Anybody smoking up anything good this weekend? I'm going to do some mods to my ECB and fix the picnic table (two very important things) so looks like I'm out of luck this weekend. It will pay off though. Good weather is here in upstate NY.

I have to get these things done so I can start building a UDS. I hope to mod the ECB quickly so I can use it all summer long while I build the UDS. 
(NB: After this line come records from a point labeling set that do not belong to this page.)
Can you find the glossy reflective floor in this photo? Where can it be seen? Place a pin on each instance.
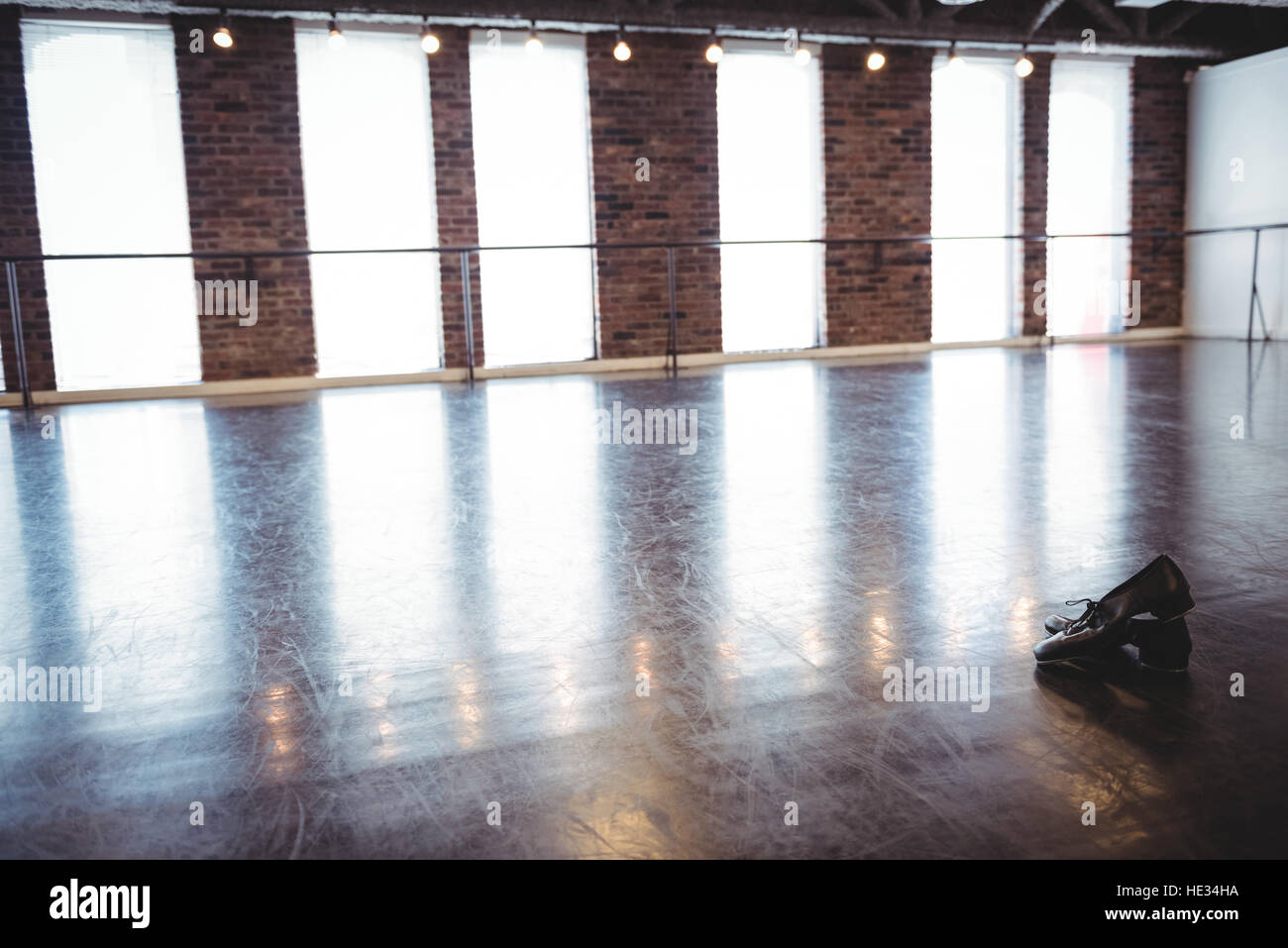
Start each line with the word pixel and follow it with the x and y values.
pixel 359 622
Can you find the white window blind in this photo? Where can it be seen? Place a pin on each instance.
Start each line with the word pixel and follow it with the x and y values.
pixel 110 179
pixel 369 174
pixel 532 179
pixel 1087 193
pixel 974 110
pixel 771 133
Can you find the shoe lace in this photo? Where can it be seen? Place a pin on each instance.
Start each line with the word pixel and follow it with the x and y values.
pixel 1086 617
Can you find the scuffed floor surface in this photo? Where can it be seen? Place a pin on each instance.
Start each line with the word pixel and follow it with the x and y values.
pixel 360 622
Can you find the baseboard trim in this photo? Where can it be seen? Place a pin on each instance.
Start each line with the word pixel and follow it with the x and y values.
pixel 257 386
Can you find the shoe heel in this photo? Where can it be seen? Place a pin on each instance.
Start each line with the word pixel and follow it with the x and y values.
pixel 1166 647
pixel 1176 605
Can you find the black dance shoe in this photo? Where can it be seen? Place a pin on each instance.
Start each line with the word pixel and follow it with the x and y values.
pixel 1159 588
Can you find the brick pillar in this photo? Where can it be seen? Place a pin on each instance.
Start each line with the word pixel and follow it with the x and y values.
pixel 20 230
pixel 876 167
pixel 454 178
pixel 660 106
pixel 241 141
pixel 1035 110
pixel 1159 117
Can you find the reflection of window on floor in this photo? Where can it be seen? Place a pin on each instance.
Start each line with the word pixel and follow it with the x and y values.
pixel 110 179
pixel 771 188
pixel 532 180
pixel 974 149
pixel 1087 193
pixel 368 183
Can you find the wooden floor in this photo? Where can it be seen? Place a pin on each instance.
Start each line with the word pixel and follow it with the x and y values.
pixel 361 622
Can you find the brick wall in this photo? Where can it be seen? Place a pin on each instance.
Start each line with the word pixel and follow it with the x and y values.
pixel 241 138
pixel 1158 130
pixel 876 167
pixel 1034 130
pixel 20 230
pixel 454 176
pixel 661 106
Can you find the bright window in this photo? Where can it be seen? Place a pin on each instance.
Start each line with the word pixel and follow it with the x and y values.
pixel 1087 193
pixel 532 179
pixel 110 179
pixel 771 188
pixel 974 146
pixel 369 175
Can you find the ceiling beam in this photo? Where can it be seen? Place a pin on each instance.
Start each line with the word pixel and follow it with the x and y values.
pixel 1041 16
pixel 1177 20
pixel 1106 16
pixel 879 8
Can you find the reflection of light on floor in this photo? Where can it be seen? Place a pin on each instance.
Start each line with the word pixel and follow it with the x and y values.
pixel 566 690
pixel 278 720
pixel 1020 620
pixel 468 710
pixel 811 640
pixel 643 649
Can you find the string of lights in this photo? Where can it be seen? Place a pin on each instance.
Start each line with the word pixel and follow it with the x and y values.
pixel 430 43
Post your weekend Qview here or just share with us what your smokin' this weekend!


----------



## mulepackin (Mar 28, 2009)

I don't know if I'll get around to smoking anything good this weekend. Have a lot of ranch work to do (still calving) and our weather is supposed to turn to winter again by Sunday. We did smoke a tire on our semi-trailer tonight. Just spent the last couple hours getting a new one from the ranch and getting back to where the truck was parked and remounting it with hand tools. That sucks on a flatbed trailer with 25 tons of hay on it


----------



## bassman (Mar 28, 2009)

One rack of dino bones and 3 racks of untrimmed spares.  Anything else that falls into the smoker gets smoked.


----------



## the dude abides (Mar 28, 2009)

I won't this weekend.  The weather is supposed to be crappy here.  But looking forward to next weekend and submitting to the "Spring Fatty Throwdown".  Check it out on the fatty page


----------



## billbo (Mar 28, 2009)

Yeah that would suck!


----------



## cruizer (Mar 28, 2009)

Have family coming over to help drop a couple of big trees in the yard. Just put on two big pizza fatties for lunch. The sun just cracked over the horizon. Will put on abunch of ABT's after awhile. Suppose to be 74 here today.


----------



## richoso1 (Mar 28, 2009)

I'm smoking some Lodo Rojo (Red Mud adobo) brined boneless/skinless chicken breast usuing hickory. They'll go on in abot 4-5 hours from now. I'll post picks later.


----------



## morkdach (Mar 28, 2009)

needed moisture bad and got it bout 12" worth.


----------



## sumosmoke (Mar 29, 2009)

Geesh Terry ... you still getting the white stuff? Hope you thaw out soon and can get that smoker fired up!


----------



## smoke freak (Mar 29, 2009)

After shoveling my way out of 15 inches of snow I decided that ribs were on the menu for Sunday. So I shoveled my way to the smoker. Now I just have to make my way to the wood rack. The drifts are a couple feet deep back there.


----------



## handsomeswede (Mar 29, 2009)

Whole packer has been on the CharGriller since midnight, chicken thighs have been marinating longer and will soon join the brisket. The ECB is fired up currently contains fresh belly that was salt curing for the past week for fresh bacon.  QView to come


----------



## desertlites (Mar 29, 2009)

marinaded chix. breasts gonna see the grill,along with 3 chuck burgers,for lunches this comming week.the smoker with elect.is gonna do almonds and pistachos today.


----------



## pepseamani (Mar 29, 2009)

Burgers. Nothing fancy. I have the path cleared to the smoker.
Good to go.


----------